Rosen’s small, plastic candy containers sold for 15¢ or less in the 1950s, making them affordable to the poorest of children, and the containers were given as gifts by students, friends, parents, and teachers on Valentine’s Day, so, literally, tens of thousands of these containers were sold every February.

Two very popular Rosen Valentine containers were “Be Mine” Boy and “To My Love” Girl. Made of hard white plastic with red hearts and highlights, these adorable containers sell in the range of $20 - $40 today.

One of the most expensive Rosen Valentine containers is the “I’m Cookin’ With Gas” car that is driven by Rosen’s “Teenage Girl” with heart sweater. Sometimes, as a replacement for a lost teenage girl, collectors place Rosen’s bowlegged cowboy with lariat and pistol in the driver’s seat. Novice collectors should be aware that the “Cowboy” is considered a Rosen Valentine hard plastic container; however, the cowboy was never meant to drive the car.

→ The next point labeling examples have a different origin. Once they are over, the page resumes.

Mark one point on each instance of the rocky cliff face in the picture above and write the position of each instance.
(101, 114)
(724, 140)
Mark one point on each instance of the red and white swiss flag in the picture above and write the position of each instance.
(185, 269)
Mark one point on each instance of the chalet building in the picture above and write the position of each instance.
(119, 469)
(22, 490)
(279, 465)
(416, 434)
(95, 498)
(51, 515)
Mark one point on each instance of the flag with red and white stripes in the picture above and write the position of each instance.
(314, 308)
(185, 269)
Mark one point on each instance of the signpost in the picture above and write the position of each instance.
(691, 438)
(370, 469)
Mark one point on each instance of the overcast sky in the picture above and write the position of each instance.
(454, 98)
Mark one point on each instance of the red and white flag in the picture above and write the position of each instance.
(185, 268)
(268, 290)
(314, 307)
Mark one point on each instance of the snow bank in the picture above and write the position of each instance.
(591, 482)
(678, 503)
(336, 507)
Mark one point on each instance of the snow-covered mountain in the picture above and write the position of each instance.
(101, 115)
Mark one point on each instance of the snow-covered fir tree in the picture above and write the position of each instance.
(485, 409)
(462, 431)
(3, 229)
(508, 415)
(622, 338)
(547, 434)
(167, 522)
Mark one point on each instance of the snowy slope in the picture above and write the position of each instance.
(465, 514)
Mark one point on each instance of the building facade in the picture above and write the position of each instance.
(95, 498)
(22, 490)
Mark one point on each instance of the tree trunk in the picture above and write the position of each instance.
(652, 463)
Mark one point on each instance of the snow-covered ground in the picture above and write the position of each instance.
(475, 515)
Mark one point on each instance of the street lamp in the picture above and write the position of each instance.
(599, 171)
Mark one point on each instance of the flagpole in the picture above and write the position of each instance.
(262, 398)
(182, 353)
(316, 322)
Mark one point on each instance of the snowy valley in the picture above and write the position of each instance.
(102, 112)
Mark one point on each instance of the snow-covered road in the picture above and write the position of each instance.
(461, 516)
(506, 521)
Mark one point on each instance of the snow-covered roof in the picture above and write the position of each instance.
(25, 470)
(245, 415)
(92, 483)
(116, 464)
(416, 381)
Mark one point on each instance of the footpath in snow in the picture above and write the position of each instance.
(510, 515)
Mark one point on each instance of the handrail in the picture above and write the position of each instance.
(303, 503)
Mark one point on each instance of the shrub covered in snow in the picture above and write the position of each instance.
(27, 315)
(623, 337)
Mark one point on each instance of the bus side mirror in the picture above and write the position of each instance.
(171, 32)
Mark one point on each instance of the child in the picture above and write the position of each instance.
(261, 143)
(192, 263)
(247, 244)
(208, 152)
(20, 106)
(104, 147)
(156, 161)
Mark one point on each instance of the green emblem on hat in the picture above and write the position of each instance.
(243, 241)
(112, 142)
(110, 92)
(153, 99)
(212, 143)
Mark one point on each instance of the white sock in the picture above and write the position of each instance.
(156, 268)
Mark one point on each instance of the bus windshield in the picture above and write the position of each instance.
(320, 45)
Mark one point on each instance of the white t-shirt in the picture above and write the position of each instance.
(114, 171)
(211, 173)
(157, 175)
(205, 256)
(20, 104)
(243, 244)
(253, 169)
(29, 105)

The “Cowboy and Western Horse,” decked out in bright white, red, and black coloring was produced in the 1950s and sold as a Rosen lollipop holder. Today, a “Cowboy and Western Horse” candy container, in good condition, sells for well over $100. Also, in good condition, an “I’m Cookin’ With Gas” car and teenage girl driver sells for around $120 while the cowboy alone is valued at $55.

Most 1950s mothers winced when receiving the Rosen “Look Mom, No Hands” Valentine candy container. With a blue-capped “Teenage Boy” driving the car with both hands in waving in the air, mothers thought this container represented their worst nightmares—reckless and careless teenage drivers. Today, these whimsical Valentine containers sell for $130 or more.

Rosen/Rosbro Companies produced several other hard plastic Valentine candy containers, such as their solid red “Cannon” container, circa 1956, that is offered for as much as $75 on eBay. This cannon was a favorite with 1950s boys since they could eat the candy and then play “Army” with the cannon.

Rosen’s most popular 1950s Valentine candy containers were its Valentine nodders. Rosen nodder candy containers are considered “rare,” and their prices reflect this. Nearly all of these containers are valued in the $150-190 range, making them cute and expensive. All of these nodders came on wheels, so they were fun to play with and appealing to look at, making them perfect collectibles. A few of Rosen’s nodders to watch for include “Girl with Umbrella.” She is, of course, made of hard plastic and carries a heart-shaped umbrella and has a heart-lined dress. Rosen’s “Delivery Boy” nodder sold on eBay for $300 in January 2016. This Valentine’s Day candy container carries a heart and had 28 bidders vying for it at auction. As nodders come and go, Rosen’s “Gay Nineties” nodder with upturned mustache, candy can walking stick, and carrying a large red heart clearly is the collector’s favorite. In good to mint condition, this nodder has sold for as much as $275.

Festive, bright colors help make Rosen Valentine containers hot, 50-year-old collectibles. Collectors love the fact that Rosen containers are charming and plentiful, so finding them is easy. If you want a good deal on one, try looking for them at estate sales since some of these containers found their way into girls’ hope chests where they were treasured as the things that dreams of love are made of.